= Richiardi Jr =

Peruvian magician (1923–1985)

Richiardi Jr. (often billed just as Richiardi, and sometimes as Aldo Richiardi), was the stage name of magician Aldo Izquierdo Colosi (24 November 1923 – 6 September 1985), who became famous for dramatic and gory stage presentations of classic stage illusions.

==Life and career==
Aldo Izquierdo Colosi was born in Peru in 1923. His father Ricardo Richiardi (1895–1937) was a magician and ventriloquist, known as The Great Richardi. His grandfather, who also used the name Richiardi, had been a stage magician as well. He was Peruvian (although sometimes wrongly described as Brazilian or Argentinian). Although Aldo did not initially want to become a professional magician, he felt pressured to continue the family tradition; thus, in the 1940s, he adopted the name Richiardi Jr., and began a career in magic.

Richiardi Jr. was "a charismatic and electric performer who brought a sense of theatricality to everything he touched". He made his name with a series of stage shows featuring versions of established illusions such as sawing through a woman. What made his shows distinctive was that he used fake blood and other techniques to give the impression that he really was cutting or maiming his assistants. In 1949, Time magazine noted that these shock tactics had made his act one of the top earning stage shows in New York. Other illusions Richiardi Jr. performed include levitation and the razor blade trick (where he would appear to swallow and regurgitate razor blades).

He continued performing in New York City throughout his career, with shows such as The Incredible World Of Magic & Illusion, which ran at The Village Gate in New York in 1978. Richiardi performed the floating "kiddie car" a variation of a well known suspension effect on The Ed Sullivan Show which, years later, was used in Doug Henning's successful New York show Doug Henning & His World of Magic.
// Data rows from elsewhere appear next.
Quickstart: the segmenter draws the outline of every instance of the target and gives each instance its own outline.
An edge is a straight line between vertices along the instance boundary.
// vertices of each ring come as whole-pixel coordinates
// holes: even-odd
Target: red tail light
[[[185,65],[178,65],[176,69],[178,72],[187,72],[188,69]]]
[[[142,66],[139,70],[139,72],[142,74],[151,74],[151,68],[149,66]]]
Richiardi made many television appearances, including 24 on The Ed Sullivan Show, the most appearances by any magician on that landmark series. In the 1970s he also starred in his own television show Chamber of Horrors, which was introduced by Vincent Price.

Richiardi Jr. injured his foot in 1985, and died due to complications that occurred after several surgeries.

On 8 June 2007, Criss Angel stated on The Late Late Show with Craig Ferguson that Richiardi was one of his greatest influences. David Copperfield wrote that Richiardi Jr. was "one of the finest magicians I have ever seen". Jamy Ian Swiss wrote that, "[w]ithout doubt, the greatest illusionist I’ve ever seen was Richiardi, Jr".